Что касается самого «Путешественника», то исключительная заслуга в его изучении принадлежит К. В. Чистову. Рассматривая среду бытования данного памятника, исследователь обстоятельно охарактеризовал старообрядчество как конфессиональную и социальную общность, и в первую очередь секту «бегунов», или «странников», в качестве крайне левого его ответвления, проанализировал формы эскапизма и особенности эсхатологической концепции старообрядцев. Обратившись непосредственно к изучению «Путешественника», основанного на легенде о Беловодье, исследователь скрупулезно рассмотрел реальные вехи маршрута, якобы ведущего в Беловодье, изложил историю поисков этой «далекой земли», прокомментировал содержание данного рукописного памятника в историческом, социально-экономическом, географическом аспектах. Ему же принадлежит обзор в качестве самостоятельных разделов некоторых других легенд, повествующих о «далеких землях» и относящихся, по мнению автора, отчасти к XVII–XVIII вв. и отчасти к XIX в. («Город Игната», «река Дарья», «Анапа», «новые острова», «Ореховая земля»). Народный утопизм исследуется ученым в тесной связи с историей элитарно-философского и политического утопизма (Т. Мор, Т. Кампанелла и др.).
В отличие от предшественников, в исследованиях которых социальная составляющая легенды о Беловодье была объектом специального рассмотрения, мы сосредоточим свое внимание на мифологическом и религиозно-философском аспекте данной нарративной традиции с учетом специфики, которую она приобрела в процессе длительного бытования в старообрядческой среде. Подобный подход предполагает рассмотрение легенды о Беловодье в контексте различных традиций: предшествующей и сопутствующей; устной, рукописной и книжной; мифологической, фольклорной, этнографической и религиозно-философской. Интересующий нас «бродячий» сюжет может быть прочитан лишь при условии его анализа не только на синхронном, но и на диахронном уровне, проявляющемся в типологической преемственности и интертекстуальных взаимодействиях связанных с ним фольклорных произведений, что в конечном итоге позволит рассмотреть легенду о Беловодье в контексте легенд о потусторонних мирах.

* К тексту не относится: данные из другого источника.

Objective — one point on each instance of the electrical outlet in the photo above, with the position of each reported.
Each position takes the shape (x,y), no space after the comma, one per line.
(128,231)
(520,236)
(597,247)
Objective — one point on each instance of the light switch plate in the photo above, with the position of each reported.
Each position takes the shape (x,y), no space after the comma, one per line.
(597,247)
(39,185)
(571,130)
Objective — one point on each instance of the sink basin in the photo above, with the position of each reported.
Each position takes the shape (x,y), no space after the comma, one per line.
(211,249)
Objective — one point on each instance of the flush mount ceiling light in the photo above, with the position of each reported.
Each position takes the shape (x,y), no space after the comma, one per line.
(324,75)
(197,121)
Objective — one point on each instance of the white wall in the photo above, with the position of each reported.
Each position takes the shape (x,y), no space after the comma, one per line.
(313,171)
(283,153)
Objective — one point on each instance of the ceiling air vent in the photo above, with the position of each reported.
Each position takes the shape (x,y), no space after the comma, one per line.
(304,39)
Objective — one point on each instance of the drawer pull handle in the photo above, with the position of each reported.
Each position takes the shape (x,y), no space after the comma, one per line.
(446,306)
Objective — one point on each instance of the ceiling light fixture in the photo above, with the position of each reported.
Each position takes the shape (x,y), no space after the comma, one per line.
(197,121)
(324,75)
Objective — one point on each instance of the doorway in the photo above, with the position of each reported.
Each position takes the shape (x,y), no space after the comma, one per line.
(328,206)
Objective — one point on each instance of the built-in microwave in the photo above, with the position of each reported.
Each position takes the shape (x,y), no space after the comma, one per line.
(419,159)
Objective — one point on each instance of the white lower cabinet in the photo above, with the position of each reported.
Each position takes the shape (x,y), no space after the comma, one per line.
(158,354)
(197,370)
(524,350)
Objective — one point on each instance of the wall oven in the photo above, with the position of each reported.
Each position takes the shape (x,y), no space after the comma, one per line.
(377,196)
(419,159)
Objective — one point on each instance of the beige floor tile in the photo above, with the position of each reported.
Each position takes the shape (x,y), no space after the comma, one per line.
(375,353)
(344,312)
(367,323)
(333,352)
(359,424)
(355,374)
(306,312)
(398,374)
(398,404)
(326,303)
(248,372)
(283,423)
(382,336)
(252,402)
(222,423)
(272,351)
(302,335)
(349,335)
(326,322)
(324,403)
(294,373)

На наш взгляд, в «Путешественнике», аккумулировавшем в себе легенды о Беловодье, была продолжена (правда, уже в модифицированной форме) традиция волшебной сказки, повествующей о путешествии героя за тридевять земель в тридесятое царство, а с другой — получил дальнейшее развитие жанр так называемых, сложившихся в рамках древнерусской литературы, «хождений», и прежде всего «хождений» в Святую землю или в рай. (Заметим, что у островных народов эквивалентным «хождениям» является жанр «плаваний».) В качестве примера вспомним «Хождение» игумена Даниила, древнерусского автора, жившего в XII в., или такие апокрифы, как «Хождение Агапия в рай» (XII в.), «Хождение Зосимы к рахманам» (византийский апокриф, датируемый приблизительно V в. и известный на Руси с XIV в.), «Житие Макария Римского» (византийский оригинал, датируемый V–VI вв., на русской почве известный с XIV в.). По своей жанрово-тематической природе «хождения», содержащие элементы ранней христианской традиции и осмысляющие путешествие как паломничество, как поиск высшей истины, сродни «Путешественнику», поскольку повествуют о подвиге «дальнего странства». Будучи по своему происхождению переводными, но необычайно популярными на Руси в течение многих веков, эти апокрифы, пропущенные сквозь призму русского мировосприятия и впитавшие в себя реалии русского быта и русской духовной жизни в сочетании с фольклорными мотивами, были освоены древнерусской литературой.
При анализе легенд о Беловодье, и прежде всего «Путешественника», необходимо учитывать, что «для народных масс религиозный язык был естественным и единственным способом оформления собственных идеологических воззрений», и потому исследование данного языка — его «лексики» (средневековые образы-символы) и грамматики (логика мышления)[3378]
— основной путь к «прочтению» нарративных текстов, маркированных знаком Беловодья.